Günler haftalar geçtikçe “Margolis” ismini verdiği kumbarası ile artık arkadaş gibi olmuştur. Onunla konuşur, dertleşir, her zaman onu çok sevdiğini ve her ne yaparsa yapsın sevmeye devam edeceğini söyler.

Günlerden bir gün babası domuzu sallamak üzere geldiğinde artık şakırtı duyulmaması kumbaranın dolduğunun belirtisidir. Babası oğlunu tebrik ederken çocuk Margolis’in sallanmaktan midesinin bulanacağından korkmaktadır.

Babası oğlunun başını okşar ve artık bir çekiçle kırıp oyuncağı için biriken paraları alabileceğini söylediğinde, korkuyla yutkunur.
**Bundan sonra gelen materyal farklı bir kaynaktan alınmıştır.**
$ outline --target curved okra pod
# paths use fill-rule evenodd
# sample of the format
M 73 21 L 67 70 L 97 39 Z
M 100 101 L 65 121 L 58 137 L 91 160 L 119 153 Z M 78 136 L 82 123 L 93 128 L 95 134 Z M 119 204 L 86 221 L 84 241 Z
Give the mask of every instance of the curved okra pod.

Bir Margolis’in gözlerine bakar, bir de elinde çekiçle bekleyen babasına.

Tek bir gün daha ister son bir bozuk parayı daha atabilmek için. Aile sevinir, çocuklarının bu uygulamadan ne çok faydalandığını görerek…

Çocuk, o gece anne ve babası uyuduktan sonra Margolis’i de alıp gizlice evden çıkar. Biraz ilerideki domuzların gezdiği bir tarlaya gider. Margolis’e sevgiyle bakıp onunla vedalaşır ve onu tarlaya bırakır. “Domuzlar bayılır buraya Margolis, sen de seveceksin.” derken burnuna dokunur hüzünlü bakış atan arkadaşının…
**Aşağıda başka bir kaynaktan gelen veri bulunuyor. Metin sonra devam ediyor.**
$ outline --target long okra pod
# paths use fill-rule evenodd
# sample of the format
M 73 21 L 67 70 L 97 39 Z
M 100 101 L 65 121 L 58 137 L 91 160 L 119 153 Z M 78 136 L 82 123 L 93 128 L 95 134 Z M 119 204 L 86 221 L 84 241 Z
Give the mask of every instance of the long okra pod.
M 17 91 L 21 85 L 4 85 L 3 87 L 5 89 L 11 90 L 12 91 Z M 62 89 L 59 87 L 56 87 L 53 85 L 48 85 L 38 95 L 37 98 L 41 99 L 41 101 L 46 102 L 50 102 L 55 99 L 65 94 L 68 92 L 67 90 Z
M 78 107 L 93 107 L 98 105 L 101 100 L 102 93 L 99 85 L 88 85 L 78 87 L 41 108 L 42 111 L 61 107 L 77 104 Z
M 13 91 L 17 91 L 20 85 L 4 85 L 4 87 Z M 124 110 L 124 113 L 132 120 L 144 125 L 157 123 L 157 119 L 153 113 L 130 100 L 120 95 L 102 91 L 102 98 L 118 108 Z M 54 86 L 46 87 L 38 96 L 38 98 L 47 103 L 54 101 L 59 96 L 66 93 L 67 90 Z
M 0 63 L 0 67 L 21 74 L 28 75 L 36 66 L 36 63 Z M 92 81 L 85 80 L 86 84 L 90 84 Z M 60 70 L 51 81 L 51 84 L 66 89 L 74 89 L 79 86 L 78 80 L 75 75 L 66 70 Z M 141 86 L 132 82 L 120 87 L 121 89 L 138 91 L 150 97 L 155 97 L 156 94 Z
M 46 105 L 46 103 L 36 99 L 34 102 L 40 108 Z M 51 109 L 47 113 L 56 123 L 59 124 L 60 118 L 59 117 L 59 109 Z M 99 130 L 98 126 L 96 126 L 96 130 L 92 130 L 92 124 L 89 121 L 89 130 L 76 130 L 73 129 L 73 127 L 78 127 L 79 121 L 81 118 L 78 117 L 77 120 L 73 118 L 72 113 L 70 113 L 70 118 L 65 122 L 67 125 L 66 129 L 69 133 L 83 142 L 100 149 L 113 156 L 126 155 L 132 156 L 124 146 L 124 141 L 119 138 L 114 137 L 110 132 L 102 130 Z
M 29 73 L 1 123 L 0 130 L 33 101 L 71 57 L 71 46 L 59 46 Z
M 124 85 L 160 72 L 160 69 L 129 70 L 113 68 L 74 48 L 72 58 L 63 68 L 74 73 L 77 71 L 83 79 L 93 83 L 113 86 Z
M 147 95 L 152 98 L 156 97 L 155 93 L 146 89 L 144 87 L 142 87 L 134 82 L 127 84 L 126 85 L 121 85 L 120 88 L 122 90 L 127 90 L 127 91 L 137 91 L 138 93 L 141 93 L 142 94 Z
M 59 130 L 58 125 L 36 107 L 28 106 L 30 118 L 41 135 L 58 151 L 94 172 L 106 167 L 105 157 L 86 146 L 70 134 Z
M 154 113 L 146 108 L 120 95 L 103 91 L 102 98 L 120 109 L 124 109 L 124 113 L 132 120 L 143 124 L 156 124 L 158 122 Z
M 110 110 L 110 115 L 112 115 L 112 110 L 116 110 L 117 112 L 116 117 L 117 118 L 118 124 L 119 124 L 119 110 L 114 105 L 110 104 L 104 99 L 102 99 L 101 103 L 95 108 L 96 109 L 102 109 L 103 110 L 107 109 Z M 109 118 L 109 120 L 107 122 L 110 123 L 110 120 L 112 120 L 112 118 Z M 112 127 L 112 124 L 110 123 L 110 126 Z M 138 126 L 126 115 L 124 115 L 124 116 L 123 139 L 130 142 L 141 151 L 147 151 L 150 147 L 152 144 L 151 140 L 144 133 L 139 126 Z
Belki de, çocuklarımızın tek istediği, sevgi ve paylaşımdır.

Oyuncak bahane, sevgi şahane!

Yasal Uyarı: Her hakkı www.superergen.com’a ait olan özgün içerik, Fikir ve Sanat Eserleri ve Türk Ceza Kanunu kapsamında korunmaktadır. https://www.superergen.com adresine çalışır durumda link verilerek alıntı yapılabilir.

ELİF OLGU TANER’İN DİĞER YAZILARI:

İki Erkek Ergen Annesi Olmak

Mardin’de Olmak

Resim Müzesi’ni Gezdiniz mi?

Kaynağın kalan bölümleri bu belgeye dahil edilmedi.